Olga’s Girls : Pusher


Une cave sans Batman, une douche en dose de Psychose, selon un gynécée léché. 


Tu ne connais pas Olga ? Tu devrais, car elle possède une poignée d’attraits. Sorte de Madame Claude pour camé(e)s, elle possède les traits d’Audrey Campbell, modèle mélomane et muse de Dan Curtis (Dark Shadows), sinon d’Andrew Sarris, grande brune trentenaire, austère, aux faux airs de Morticia Addams, un salut à Carolyn Jones & Angelica Huston. Lesbienne portée sur le SM, dealeuse vicieuse installée à New York, Mademoiselle Campbell ne s’occupe pas des soupes sérielles du contemporain Andy Warhol mais de dope, de coke en stock, point celle de Tintin, quoique, qu’elle refourgue dans sa piaule interlope à de pauvres salopes achetées, marchandées, à un proxénète peu princier. Avant de s’en aller quêter du client à quéquette tarifée, à cuillère chauffée, à seringue injectée, les esclaves sexuelles testent le produit à domicile, hilares et dociles. On ne s’emmerde pas chez Olga, surtout si l’on joue les indics à flics, gare à la taupe à torturer. Néanmoins la mutinerie se met en branle, les « âmes à l’agonie » ne supportent plus leur exploitation, et la belle maquerelle, héroïne d'héroïne, perdra de sa superbe, son trône culbuté, son trafic concurrencé, par Colette, pas l’écrivain, tu t’en doutes bien. Film muet censé nous édifier sur les dangers de la drogue, et la terrible prostitution, commentaire masculin croustillant inclus, Olga’s Girls (1964), deuxième volet d’une pentalogie à succès, séduit dès son tout premier plan, en élégant noir et blanc dû à Werner Rose, lent travelling arrière de couloir entre ombres et lumière, où erre à contre-jour une péripatéticienne envapée, bientôt désapée en contre-plongée, comme portée par l’aimable thème sentimental-choral de Clyde Otis, compositeur/producteur de multiples chansons, dont l’irrésistible What A Difference A Day Makes pour Dinah Washington.

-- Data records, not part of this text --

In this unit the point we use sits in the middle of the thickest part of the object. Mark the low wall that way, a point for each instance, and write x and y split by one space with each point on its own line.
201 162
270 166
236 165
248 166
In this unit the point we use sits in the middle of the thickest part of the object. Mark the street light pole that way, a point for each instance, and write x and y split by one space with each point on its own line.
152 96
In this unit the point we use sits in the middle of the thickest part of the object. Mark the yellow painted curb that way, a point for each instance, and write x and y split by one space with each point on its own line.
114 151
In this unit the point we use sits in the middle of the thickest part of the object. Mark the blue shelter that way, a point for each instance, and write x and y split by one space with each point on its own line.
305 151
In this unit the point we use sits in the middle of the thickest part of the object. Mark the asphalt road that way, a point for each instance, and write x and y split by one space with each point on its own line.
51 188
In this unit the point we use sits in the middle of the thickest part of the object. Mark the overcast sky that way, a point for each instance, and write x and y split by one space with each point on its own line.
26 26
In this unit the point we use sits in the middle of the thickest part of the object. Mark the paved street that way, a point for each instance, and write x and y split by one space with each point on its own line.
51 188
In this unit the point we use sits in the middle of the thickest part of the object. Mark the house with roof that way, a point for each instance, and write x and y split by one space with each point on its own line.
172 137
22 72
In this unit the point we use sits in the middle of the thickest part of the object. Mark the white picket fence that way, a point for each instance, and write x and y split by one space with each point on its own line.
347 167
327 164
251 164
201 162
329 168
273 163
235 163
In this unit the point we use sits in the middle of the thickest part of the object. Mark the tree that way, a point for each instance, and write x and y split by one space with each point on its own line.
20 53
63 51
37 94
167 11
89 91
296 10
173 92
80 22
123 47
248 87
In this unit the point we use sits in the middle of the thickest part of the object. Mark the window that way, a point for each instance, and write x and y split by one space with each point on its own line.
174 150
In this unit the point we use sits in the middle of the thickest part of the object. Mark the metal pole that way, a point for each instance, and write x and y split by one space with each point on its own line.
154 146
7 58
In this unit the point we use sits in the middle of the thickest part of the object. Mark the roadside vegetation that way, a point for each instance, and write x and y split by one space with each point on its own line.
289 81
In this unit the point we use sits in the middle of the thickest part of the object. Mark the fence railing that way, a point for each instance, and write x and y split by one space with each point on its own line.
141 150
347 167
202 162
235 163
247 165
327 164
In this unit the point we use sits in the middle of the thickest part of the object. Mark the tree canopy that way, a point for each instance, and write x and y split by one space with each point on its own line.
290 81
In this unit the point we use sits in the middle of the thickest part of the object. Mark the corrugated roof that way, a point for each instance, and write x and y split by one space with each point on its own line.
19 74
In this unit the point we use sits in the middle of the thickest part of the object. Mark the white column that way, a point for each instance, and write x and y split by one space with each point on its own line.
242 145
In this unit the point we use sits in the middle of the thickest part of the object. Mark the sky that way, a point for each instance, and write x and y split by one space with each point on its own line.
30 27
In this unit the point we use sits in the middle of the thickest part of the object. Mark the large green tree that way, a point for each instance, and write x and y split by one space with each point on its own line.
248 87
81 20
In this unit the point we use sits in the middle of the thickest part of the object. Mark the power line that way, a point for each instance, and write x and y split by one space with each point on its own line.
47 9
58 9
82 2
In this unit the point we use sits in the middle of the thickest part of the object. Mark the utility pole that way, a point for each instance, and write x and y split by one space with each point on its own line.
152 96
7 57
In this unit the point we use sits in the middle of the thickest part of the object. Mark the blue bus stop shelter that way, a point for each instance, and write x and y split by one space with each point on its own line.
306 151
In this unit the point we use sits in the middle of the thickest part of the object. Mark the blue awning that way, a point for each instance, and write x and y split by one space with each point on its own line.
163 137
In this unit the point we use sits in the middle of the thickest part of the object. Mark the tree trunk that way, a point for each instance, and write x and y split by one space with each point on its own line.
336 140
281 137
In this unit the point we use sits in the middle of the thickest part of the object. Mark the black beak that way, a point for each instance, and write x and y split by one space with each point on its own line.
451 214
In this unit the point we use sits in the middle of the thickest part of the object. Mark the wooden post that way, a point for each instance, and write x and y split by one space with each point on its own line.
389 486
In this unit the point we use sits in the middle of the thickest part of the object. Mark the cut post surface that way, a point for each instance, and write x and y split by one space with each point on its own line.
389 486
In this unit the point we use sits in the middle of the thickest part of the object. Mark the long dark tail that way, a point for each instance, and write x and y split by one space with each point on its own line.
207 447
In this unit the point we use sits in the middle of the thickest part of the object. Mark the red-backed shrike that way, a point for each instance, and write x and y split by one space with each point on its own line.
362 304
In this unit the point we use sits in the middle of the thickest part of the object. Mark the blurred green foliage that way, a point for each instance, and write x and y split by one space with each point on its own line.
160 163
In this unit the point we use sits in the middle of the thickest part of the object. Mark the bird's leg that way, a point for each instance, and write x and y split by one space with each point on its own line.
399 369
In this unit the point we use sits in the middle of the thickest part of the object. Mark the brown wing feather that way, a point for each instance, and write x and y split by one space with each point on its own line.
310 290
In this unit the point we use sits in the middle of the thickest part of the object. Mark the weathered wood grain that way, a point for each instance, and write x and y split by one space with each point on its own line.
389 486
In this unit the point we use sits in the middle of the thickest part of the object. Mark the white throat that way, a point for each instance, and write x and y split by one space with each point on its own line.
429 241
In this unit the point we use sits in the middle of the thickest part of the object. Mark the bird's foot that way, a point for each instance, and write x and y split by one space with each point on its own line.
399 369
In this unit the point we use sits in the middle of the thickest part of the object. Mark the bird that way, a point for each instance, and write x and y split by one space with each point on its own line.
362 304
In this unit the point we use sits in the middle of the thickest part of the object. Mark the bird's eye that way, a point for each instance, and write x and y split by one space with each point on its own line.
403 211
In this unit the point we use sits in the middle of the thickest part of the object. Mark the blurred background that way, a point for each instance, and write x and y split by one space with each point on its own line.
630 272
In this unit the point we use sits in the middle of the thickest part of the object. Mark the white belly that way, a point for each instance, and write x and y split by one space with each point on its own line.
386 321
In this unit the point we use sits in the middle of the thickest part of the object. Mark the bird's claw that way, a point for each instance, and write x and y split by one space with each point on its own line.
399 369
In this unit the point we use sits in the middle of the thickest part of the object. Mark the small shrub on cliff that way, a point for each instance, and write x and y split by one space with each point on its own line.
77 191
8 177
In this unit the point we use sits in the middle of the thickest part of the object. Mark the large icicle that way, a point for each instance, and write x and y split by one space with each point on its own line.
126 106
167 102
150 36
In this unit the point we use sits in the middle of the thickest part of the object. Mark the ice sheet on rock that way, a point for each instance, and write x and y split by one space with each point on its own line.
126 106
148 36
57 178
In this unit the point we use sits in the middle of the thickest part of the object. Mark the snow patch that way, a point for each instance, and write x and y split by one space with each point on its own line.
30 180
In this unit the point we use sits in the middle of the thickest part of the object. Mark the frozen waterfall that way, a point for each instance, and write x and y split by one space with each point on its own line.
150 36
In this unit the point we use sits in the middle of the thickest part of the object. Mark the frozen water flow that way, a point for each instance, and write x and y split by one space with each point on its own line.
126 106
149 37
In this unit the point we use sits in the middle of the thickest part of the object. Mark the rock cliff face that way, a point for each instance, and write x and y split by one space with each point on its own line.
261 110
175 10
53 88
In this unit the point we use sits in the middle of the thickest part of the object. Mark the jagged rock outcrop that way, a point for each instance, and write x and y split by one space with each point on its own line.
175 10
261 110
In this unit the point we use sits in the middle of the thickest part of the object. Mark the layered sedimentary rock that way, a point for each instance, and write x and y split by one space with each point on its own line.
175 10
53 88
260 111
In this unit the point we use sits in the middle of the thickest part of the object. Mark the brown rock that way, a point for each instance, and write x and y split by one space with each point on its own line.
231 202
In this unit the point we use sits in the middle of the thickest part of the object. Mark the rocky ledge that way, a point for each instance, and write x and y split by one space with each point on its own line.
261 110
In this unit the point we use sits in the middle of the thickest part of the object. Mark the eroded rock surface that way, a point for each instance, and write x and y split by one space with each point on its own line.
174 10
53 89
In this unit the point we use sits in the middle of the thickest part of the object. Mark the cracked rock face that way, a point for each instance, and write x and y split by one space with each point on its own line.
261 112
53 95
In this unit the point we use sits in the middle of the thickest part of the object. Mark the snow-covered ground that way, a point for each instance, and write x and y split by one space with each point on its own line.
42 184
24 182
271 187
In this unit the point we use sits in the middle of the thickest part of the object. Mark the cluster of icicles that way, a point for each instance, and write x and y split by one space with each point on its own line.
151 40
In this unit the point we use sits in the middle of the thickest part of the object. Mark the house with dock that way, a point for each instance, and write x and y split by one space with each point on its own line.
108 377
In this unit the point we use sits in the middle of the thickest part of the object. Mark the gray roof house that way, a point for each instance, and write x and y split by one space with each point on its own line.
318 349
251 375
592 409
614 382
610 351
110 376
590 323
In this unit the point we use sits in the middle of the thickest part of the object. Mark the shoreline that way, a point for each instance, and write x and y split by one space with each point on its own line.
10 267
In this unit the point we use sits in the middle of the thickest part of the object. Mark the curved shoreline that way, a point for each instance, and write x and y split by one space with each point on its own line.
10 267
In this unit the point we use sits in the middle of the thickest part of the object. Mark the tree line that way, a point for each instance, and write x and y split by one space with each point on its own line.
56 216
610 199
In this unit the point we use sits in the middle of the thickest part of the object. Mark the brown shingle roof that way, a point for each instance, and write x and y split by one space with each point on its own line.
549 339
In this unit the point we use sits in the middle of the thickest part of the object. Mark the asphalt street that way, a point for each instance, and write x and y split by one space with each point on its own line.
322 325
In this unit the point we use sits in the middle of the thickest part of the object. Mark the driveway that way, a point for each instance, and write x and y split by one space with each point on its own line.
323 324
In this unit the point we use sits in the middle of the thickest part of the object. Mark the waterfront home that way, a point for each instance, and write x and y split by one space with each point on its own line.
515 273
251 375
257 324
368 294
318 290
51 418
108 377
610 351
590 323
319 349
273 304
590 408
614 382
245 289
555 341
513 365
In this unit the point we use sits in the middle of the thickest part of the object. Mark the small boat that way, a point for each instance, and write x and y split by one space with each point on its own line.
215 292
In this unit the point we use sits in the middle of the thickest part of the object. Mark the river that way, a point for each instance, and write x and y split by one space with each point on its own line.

Ensuite, pendant une petite heure, l’œuvre du peu prolifique Joseph P. Mawra, vite tournée en mode économique, placée sous l’égide du spécialiste Stan Borden, ponctuée par des extraits de Modeste Moussorgski sur son putain de nocturne mont chauve, patine un brin, déploie sa panoplie de « cape de persuasion » et de cravache à l’arrache, de carcan artisanal et de enforcer guère eastwoodien, de chalumeau à lolos et de ceinture de chasteté ajustée. La marchandise mortelle provient bien sûr de Russie et d’Asie, le sadisme, le saphisme, l’anticommunisme et le féminisme font sourire, par-delà le pire, disons démembrement suggéré, suivi d’une crémation expédiée. Olga, seule gonzesse du Syndicat, remportera in extremis son catfight à culotte, reprendra le pouvoir en pleine party dégrisée ; « the big cat is back », indeed, et si Audrey Campbell, bien entourée, ne saurait certes rivaliser avec Selena (ou Barbara) Steele chez John Leslie (La Chatte), elle mène de main de maîtresse, à l’instar de Bulle Ogier, son harem musqué de marie-jeanne. Contrairement à Roger Corman, les imbéciles bien-pensants ou les fans indulgents désignent tout ceci du pléonasme « cinéma d’exploitation » (de sexploitation), incapables de comprendre l’importance des exploitants, de saisir que même l’auteurisme européen exploite, a priori la patience du spectateur, mille fois moins amusant, plus arrogant, financé par les connards de contribuables, a fortiori français. Assez soignée, avec ou sans caméra portée, la fable feuilletonesque et inoffensive, sur le capitalisme de pulp et de pin-up, mérite un court détour, minuté au bord de l’été (indien), car ce conte oral, littéral, raconté en tandem et VO par la voix grave évocatrice d’Audrey, chuchote quelque chose des USA, de leur cinéma, des sixties sur le point de basculer au sein des blue movies et de la French Connection.


Ni Salò ou les 120 Journées de Sodome ni Hostel, Olga’s Girls, à défaut d’être priapique et subversif, remplit son deal scopique et presque festif – une curiosité pas dégradante, pas dégradée, à savourer aussitôt, dans une copie impeccable.